Applied online and was contacted by the VP of Growth, who requested an interview. Thought it was odd and slightly impersonal that they didn't reach out via their work email, but via an automated, no-reply system.
Set up an interview with them via a self-scheduling link they provided and learned more about the role, but I was concerned about the extremely low, below-market-rate salary of $50k-75k for a content marketing position that demands quite a lot of the person in the role and also expects a fair amount of experience to succeed. You will not do well in this role if you have little to no content marketing experience, just going off of the JD alone but especially after speaking with the VP. But when I expressed concern about the salary and asked if there was room to negotiate at the higher end, this person claimed that while there was room to negotiate, they were envisioning this as more of a junior role, hence the salary.
That doesn't fly with me. I was making more than that at my first content marketing role seven years ago, and there's no way a junior content marketer would survive in this position. They also claimed that because they've only raised Seed funding and haven't yet raised Series A, they still don't have the funds they need to pay more competitively.
They said they had some initial concerns that I was overqualified for the role, but still wanted to speak with me because they really liked my background. I was then asked to do a blog assignment and to spend no more than four hours on it. It was, of course, uncompensated. If you know nothing about compliance and the AML industry, I'm not sure how you could've gotten this done in no more than four hours and turned in the same day it was assigned. I have past knowledge in the space so I was able to do it, but it was a demanding project. I then spent an hour with the VP and another member of the team to go over my work. I found out in the course of the interview that they not only wanted a content marketer, they also expected this person to have demand gen experience, namely owning the entire nurture process end to end. They also needed to have graphic design experience to own designing assets like ebooks, because they don't have an in-house graphic designer and expect this person to be "scrappy." (Make no mistake that "scrappy" is always a red flag for "will be overworked, under-resourced, overstressed, and underpaid.") Again, this is from a team who's claiming this is more of a junior role and that's why they're paying them a laughable salary.

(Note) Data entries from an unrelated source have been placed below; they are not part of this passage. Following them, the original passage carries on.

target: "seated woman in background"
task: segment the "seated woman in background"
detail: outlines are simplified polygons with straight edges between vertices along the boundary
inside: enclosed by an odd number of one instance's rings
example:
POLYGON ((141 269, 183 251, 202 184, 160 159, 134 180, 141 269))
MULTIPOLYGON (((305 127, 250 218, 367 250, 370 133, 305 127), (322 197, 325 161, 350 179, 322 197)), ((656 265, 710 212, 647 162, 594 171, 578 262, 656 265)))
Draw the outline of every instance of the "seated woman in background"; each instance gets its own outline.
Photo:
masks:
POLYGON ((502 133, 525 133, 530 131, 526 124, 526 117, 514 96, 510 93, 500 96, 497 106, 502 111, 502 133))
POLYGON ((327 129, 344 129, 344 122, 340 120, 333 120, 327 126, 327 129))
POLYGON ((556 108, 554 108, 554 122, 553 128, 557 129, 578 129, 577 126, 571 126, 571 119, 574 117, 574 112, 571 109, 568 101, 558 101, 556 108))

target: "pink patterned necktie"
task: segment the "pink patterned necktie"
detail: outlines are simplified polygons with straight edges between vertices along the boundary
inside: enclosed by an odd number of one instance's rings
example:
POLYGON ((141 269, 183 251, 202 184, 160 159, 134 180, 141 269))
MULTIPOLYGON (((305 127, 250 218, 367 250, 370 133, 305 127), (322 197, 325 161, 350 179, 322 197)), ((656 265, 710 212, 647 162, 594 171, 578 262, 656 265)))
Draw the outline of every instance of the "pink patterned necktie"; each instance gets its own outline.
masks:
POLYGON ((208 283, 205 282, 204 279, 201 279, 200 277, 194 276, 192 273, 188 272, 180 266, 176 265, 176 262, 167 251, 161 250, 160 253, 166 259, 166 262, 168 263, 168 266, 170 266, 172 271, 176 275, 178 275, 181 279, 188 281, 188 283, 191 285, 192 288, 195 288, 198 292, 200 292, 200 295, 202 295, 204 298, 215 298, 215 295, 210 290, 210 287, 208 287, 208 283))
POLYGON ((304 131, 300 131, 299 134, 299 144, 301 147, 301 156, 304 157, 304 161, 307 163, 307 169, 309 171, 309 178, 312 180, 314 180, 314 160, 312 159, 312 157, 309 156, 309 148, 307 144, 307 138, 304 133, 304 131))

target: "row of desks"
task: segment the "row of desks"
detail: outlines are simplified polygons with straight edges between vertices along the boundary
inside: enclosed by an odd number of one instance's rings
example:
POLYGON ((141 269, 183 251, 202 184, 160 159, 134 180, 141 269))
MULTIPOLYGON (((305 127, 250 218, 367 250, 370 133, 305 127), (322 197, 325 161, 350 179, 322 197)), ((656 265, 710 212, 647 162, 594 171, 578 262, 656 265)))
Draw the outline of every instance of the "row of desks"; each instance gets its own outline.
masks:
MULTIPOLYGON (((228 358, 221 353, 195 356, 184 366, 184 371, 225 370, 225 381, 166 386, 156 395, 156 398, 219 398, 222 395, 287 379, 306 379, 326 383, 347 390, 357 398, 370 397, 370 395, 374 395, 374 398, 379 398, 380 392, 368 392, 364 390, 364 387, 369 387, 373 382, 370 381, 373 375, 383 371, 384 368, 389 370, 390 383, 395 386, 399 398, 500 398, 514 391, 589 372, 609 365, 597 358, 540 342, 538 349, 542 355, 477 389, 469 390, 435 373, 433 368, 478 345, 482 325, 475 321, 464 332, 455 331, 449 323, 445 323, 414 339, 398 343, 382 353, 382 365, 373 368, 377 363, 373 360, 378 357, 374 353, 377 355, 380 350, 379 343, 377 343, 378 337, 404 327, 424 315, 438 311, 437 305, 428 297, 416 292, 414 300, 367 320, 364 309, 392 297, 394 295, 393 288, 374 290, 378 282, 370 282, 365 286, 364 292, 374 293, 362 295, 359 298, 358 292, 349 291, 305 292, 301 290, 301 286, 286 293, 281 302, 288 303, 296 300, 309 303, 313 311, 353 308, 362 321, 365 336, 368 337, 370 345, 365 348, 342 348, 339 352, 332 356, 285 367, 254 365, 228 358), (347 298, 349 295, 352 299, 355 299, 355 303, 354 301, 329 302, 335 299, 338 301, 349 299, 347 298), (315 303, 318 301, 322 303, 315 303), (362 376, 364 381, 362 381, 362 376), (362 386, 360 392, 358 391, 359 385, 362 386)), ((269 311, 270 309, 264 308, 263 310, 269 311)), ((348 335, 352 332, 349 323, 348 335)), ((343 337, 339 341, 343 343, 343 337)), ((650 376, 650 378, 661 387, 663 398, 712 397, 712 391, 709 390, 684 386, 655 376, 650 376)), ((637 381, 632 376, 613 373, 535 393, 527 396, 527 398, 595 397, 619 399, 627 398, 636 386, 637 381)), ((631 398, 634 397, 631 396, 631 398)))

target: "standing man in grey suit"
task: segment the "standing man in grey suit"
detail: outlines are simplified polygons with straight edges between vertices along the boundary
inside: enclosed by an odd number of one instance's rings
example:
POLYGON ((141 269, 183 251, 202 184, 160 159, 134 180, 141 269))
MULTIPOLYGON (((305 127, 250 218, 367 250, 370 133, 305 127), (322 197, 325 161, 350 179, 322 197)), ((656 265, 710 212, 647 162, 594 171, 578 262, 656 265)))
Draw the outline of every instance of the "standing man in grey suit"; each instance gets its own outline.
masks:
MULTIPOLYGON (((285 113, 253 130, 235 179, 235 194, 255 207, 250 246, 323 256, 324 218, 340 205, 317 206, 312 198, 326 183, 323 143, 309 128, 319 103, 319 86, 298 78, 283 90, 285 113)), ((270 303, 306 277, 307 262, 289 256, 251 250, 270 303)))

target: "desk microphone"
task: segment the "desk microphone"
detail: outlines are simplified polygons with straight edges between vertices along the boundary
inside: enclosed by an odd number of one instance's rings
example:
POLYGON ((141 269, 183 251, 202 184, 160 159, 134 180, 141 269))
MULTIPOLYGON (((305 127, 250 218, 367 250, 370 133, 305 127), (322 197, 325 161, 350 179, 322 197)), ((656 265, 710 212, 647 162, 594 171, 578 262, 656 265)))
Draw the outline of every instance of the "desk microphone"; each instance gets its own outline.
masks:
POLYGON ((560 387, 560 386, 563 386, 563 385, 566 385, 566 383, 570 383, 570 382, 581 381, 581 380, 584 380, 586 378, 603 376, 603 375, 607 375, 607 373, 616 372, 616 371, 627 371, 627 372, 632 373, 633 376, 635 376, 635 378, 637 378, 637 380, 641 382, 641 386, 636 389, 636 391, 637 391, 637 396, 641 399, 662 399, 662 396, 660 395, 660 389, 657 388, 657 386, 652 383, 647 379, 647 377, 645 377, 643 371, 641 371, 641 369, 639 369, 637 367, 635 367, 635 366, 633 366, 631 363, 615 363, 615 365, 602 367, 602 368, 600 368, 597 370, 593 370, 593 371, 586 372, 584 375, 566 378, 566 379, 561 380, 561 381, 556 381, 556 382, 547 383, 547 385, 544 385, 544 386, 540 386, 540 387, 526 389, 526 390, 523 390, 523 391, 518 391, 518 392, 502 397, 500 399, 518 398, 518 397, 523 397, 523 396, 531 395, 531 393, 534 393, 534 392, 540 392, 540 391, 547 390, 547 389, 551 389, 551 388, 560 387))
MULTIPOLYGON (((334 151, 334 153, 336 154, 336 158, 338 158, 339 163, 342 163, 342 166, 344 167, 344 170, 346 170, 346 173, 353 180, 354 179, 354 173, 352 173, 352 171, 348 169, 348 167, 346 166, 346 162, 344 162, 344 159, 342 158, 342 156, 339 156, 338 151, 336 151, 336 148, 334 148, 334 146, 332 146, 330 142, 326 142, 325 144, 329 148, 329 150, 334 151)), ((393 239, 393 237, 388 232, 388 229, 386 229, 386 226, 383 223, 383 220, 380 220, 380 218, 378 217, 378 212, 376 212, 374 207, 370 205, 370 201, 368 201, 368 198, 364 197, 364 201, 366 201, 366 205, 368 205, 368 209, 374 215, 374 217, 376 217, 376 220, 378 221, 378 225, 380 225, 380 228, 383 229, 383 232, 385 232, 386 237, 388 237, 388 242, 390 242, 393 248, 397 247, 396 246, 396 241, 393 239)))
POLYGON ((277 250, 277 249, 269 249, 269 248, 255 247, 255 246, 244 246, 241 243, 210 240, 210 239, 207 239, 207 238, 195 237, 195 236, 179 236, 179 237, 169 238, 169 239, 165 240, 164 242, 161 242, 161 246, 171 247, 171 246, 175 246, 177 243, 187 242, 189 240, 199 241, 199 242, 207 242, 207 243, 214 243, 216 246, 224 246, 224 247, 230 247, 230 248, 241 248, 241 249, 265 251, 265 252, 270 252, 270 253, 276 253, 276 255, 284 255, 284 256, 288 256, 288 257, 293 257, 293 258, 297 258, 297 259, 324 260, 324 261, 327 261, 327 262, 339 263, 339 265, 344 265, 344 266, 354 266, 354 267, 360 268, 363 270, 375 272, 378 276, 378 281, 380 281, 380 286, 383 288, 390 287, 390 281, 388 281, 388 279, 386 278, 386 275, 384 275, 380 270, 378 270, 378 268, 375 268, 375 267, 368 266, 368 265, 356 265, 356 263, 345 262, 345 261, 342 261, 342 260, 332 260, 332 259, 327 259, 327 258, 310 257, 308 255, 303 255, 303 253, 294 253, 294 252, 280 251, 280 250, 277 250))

They told me I'd hear back from them the following Monday. By midday Monday, I hadn't heard from them, so I emailed the VP and the other employee to ask for an update. I got a near immediate reply from the VP that they went with another candidate, with no feedback or any additional explanation. I guess if I hadn't reached out, they wouldn't have bothered to follow up.
If you can't even get your story straight about what you're looking for in a candidate, chances are your company has other issues you're not disclosing. These two employees gave off weird, low-energy vibes the entire time and, while generally nice, gave me a feeling that something wasn't right. As always, my gut feeling was correct. Avoid unless you're looking for a role where you're getting underpaid for your experience and efforts.